A Frozen War in Ukraine Would Be a Victory for Russia

A Frozen War in Ukraine Would Be a Victory for Russia
Ukrainian soldiers train with a T-72 tank, near Zaporizhzhia, Ukraine, Jan. 11, 2024 (photo by Dmytro Smolienko for NurPhoto via AP Images).

Nearly two years into Ukraine’s devastating full-scale war with Russia, President Volodymyr Zelenskyy made a major change last week, replacing Gen. Valerii Zaluzhny with Gen. Oleksandr Syrsky as commander of the Ukrainian military. While we do not know the exact reason for Zelenskyy’s decision, it is also unsurprising. The signs that the war in Ukraine was becoming a long one were already evident by the middle of 2022. Now, 18 months later, Ukraine is indeed fully locked into a war of attrition with Russia. Without a clear path to military victory, a rethink of Ukraine’s strategy is necessary.

How did we get to this point? Russia launched its “special military operation” in February 2022 with what appeared to be the goal of quickly overthrowing Ukraine’s government and gaining control of the country with minimal casualties to its own forces. It was similar to the tactic it used to annex Crimea back in 2014, except at a larger scale. But while that approach succeeded in Crimea, it failed in the all-out invasion of the entire country, as Ukraine’s armed forces demonstrated resourcefulness and resolve, while its population demonstrated resilience. At that point, Russia switched tactics, seeking to inflict punishment in the hope of breaking the will of the Ukrainian people.

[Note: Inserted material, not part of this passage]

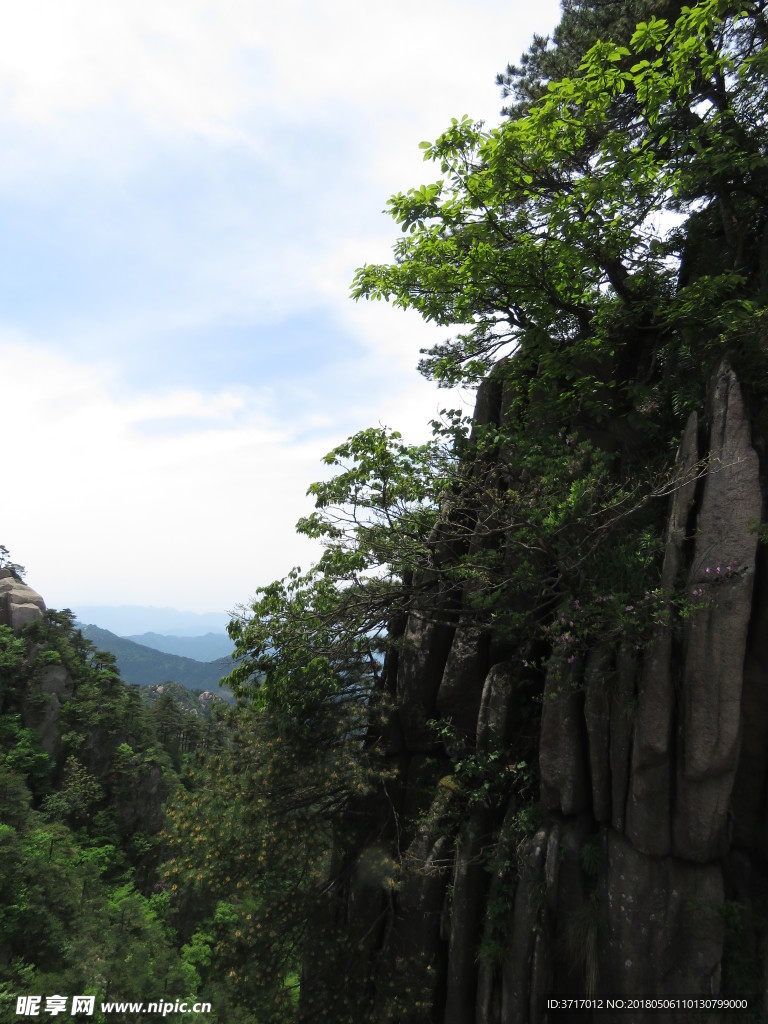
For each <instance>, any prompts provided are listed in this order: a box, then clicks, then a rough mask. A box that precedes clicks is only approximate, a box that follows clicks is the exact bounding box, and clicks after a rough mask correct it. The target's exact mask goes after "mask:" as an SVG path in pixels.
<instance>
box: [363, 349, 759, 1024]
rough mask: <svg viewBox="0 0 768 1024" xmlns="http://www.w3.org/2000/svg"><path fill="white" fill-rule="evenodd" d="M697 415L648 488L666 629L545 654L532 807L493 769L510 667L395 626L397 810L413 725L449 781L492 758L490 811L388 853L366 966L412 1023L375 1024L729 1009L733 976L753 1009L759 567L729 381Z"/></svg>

With the Ukrainians still unflinching in the face of massive and repeated rocket barrages, Russia turned to its current strategy of territorial defense. This entailed digging into defensive positions; reorganizing its military governance so as to control some of its more “autonomous” elements, such as the infamous Wagner Group; and then waiting for Ukraine’s international support to fade. This is a strategy that Russia seems set to maintain.